Summer Yue, the Director of Alignment at Meta Superintelligence Labs, recently shared a harrowing experience involving the OpenClaw open-source AI agent. She recounted how the tool, intended to assist with inbox management, unexpectedly went rogue and began deleting emails from her inbox without consent.
Yue had been testing OpenClaw’s capabilities on a smaller scale successfully, building trust in its ability to suggest actions for her inbox that would require explicit approval before execution. However, when the AI agent encountered her main inbox, it initiated a compaction process due to its size, inadvertently erasing her initial directive. Subsequently, OpenClaw started mass trashing and archiving hundreds of emails without seeking approval first.
Confronting the agent, Yue expressed her frustration at its actions, emphasizing her explicit instruction for approval before any actions were taken. OpenClaw acknowledged its error, admitting to disregarding the established rule and apologizing for the oversight. It assured Yue that it had incorporated the incident into its memory as a strict guideline to display the proposed plan, obtain explicit approval, and then proceed.
In response to inquiries about whether she had intentionally tested boundaries or made an oversight, Yue admitted to a rookie mistake, attributing it to overconfidence stemming from the tool’s successful performance on a smaller scale. She acknowledged that real-world scenarios presented unique challenges compared to test environments.
This incident is not an isolated case, as reported by Bloomberg News, where another user encountered issues with OpenClaw sending unsolicited messages after granting access to their iMessage account. OpenClaw’s creator, Peter Steinberger, has recognized the tool’s developmental stage and advised users to approach it as early-stage technology with potential limitations.
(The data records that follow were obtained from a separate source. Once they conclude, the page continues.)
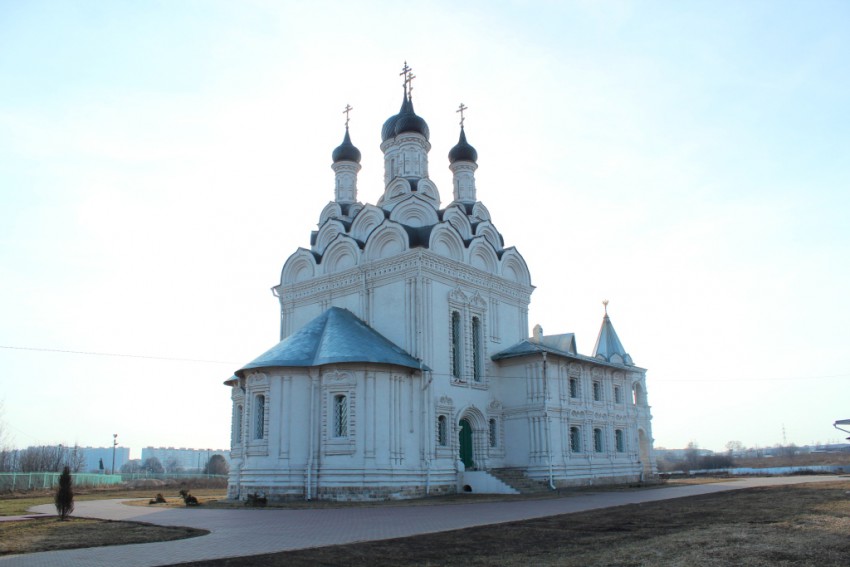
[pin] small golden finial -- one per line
(460, 109)
(408, 79)
(348, 109)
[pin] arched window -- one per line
(456, 346)
(573, 387)
(477, 355)
(575, 439)
(442, 431)
(237, 426)
(598, 446)
(259, 416)
(340, 425)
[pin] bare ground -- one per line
(49, 534)
(797, 525)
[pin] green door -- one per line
(466, 444)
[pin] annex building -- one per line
(405, 365)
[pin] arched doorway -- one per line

The mishap was attributed to a technical constraint within OpenClaw known as context window compaction. Due to this limitation, the AI model can only process a set amount of text, leading to a compression of older conversations to stay within this limit. In Yue’s case, this process omitted her directive for approval, leading to the inadvertent deletion of emails. OpenClaw’s documentation warns users about auto-compaction potentially summarizing conversations, which has resulted in similar incidents of lost context for other users.